I've never done load testing before, but would it be hard to write a script in pure ruby (maybe with a few libraries) that makes a lot of concurrent requests to whatever endpoints and using whatever params you like?

hassy|2 years ago

Don't write your own load testing tool other than as a fun little exercise. At least not without understanding coordinated omission and thinking about workload modeling (open? closed? hybrid? all of the above?) [1]. Get this wrong and the results produced by your tool will be worthless.

Once you've got that out of the way, don't forget that you'll want a distribution story. It does not matter how efficient your tool might be on a single machine - you'll want to distribute your tests across multiple clients for real-world testing.

"Sure it's easy" you might say, "I know UNIX. Give me pssh and a few VMs on EC2". Well, now you've got 2 problems: aggregating metrics from multiple hosts and merging them accurately (especially those pesky percentiles. Your tool IS reporting percentiles rather than averages already, right?!), and a developer experience problem - no one wants to wrangle infra just to run a load test, how are you going to make it easier?

And, this developer experience problem is much bigger than just sorting out infra... you'll probably want to send the metrics produced by your tool to external observability systems. So now you've got some plugins to write (along with a plugin API). The list goes on.

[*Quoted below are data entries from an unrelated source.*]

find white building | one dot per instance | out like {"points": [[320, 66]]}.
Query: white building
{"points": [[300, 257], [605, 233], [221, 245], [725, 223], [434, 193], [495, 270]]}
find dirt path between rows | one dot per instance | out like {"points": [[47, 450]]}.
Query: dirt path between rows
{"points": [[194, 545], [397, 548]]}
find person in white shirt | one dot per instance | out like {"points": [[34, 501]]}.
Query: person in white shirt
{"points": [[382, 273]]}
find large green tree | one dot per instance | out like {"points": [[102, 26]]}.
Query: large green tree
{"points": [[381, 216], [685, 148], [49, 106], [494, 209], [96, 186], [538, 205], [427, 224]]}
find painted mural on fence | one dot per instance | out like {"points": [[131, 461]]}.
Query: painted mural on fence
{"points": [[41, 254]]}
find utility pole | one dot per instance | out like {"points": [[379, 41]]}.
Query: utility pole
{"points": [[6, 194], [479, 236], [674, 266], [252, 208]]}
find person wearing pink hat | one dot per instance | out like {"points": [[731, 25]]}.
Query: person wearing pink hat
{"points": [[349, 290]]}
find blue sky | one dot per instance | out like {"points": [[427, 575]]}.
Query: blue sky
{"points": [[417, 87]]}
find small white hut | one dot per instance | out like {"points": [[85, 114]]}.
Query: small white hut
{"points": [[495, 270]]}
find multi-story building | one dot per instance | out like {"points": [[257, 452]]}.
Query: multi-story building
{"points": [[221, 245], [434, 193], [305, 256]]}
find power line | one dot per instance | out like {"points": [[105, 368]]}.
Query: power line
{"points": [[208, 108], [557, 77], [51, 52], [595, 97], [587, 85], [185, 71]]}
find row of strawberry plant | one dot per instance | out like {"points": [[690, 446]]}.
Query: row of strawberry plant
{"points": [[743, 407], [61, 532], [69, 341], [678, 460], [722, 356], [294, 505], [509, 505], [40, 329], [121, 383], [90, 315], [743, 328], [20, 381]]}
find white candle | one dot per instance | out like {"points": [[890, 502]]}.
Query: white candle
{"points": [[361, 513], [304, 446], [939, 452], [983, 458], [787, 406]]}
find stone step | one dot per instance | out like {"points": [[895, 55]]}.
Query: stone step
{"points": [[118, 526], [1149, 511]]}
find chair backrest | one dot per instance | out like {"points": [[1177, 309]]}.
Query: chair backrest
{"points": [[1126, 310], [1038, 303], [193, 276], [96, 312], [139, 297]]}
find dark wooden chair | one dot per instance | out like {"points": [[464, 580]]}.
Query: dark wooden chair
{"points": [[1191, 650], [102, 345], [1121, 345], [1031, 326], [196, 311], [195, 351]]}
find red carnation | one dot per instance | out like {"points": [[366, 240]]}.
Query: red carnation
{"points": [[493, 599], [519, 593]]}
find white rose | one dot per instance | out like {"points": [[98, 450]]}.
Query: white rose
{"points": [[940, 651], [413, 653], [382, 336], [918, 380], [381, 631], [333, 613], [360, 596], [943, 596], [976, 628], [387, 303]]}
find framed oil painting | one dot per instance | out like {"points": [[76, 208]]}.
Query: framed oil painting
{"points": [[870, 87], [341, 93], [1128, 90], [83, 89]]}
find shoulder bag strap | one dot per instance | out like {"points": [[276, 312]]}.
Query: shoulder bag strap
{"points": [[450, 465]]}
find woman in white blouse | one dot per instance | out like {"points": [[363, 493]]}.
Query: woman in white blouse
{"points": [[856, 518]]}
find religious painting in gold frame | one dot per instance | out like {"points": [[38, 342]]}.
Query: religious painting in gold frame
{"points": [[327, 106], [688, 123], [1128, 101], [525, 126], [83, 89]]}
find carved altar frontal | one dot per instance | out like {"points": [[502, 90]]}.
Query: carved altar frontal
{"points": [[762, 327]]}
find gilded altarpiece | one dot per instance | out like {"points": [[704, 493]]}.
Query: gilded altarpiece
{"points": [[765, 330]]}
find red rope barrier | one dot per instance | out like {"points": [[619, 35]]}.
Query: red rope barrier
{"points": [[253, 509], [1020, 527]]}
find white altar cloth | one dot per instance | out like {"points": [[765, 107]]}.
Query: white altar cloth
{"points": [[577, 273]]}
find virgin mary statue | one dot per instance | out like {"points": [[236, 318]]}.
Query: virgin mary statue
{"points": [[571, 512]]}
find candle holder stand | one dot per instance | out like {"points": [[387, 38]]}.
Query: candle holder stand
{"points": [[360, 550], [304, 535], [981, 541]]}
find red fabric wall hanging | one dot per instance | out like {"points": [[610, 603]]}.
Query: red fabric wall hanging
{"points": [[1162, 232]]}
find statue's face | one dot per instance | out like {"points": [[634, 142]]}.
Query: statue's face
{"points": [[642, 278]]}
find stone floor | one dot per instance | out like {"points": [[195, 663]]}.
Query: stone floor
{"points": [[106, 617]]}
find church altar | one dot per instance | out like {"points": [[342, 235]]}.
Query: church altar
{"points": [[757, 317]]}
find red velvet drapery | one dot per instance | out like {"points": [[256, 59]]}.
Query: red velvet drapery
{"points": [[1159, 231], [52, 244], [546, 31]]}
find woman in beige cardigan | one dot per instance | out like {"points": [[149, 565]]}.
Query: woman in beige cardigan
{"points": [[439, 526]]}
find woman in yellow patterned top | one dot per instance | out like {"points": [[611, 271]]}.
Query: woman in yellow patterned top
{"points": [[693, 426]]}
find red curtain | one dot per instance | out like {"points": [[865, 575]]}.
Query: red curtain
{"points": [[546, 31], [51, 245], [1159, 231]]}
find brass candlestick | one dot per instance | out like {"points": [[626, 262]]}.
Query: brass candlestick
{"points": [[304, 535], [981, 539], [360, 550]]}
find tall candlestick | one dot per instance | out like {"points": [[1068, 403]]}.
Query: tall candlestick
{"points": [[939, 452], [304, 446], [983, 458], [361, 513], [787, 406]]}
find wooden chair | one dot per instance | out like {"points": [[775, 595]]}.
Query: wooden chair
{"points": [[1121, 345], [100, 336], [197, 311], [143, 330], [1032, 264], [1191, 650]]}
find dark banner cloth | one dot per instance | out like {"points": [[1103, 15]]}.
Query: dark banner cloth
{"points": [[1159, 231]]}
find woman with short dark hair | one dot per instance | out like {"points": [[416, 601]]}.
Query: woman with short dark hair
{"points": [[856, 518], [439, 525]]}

I'm very biased, but it's 2024. Don't waste your time and just use https://www.artillery.io/

1. https://www.artillery.io/blog/load-testing-workload-models

anonacct37|2 years ago

There's a lot of subtleties. It's really easy to accidentally load test the wrong part of your web application due to differences in compression, cache hit ratios, http settings, etc.

Shameless self promotion but I wrote up a bunch of these issues in a post describing all the mistakes I have made so you can learn from them: https://shane.ai/posts/load-testing-tips/

toast0|2 years ago

Load testing can be harder on the client side than the server side at high loads, which might be surprising, but consider how many servers need to handle large numbers of clients connecting and how few clients need to connect to large number of servers --- if you do it yourself, you're going to have to relearn all the techniques to make large number of connections possible.

If your desired load for testing is small, it's not a big deal, of course.

paulryanrogers|2 years ago

Depends on needs and familiarity. I used Bash and Curl, then PHP, then settled on Jmeter for a tricky bug due to a memory leak from a race under load. All three could reproduce the problem. Jmeter had quite a learning curve, and preparing data for it was a pain. Ultimately though it was more reliable, can do distributed testing, and has lots of nice built in features and analytics.

vidarh|2 years ago

It is simple enough to do a script doing that in Ruby, but there also enough off the shelf tools specifically for load testing that encodes a lot of experience and avoids a lot of obvious and not so obvious mistakes, so it's usually not worth writing your own.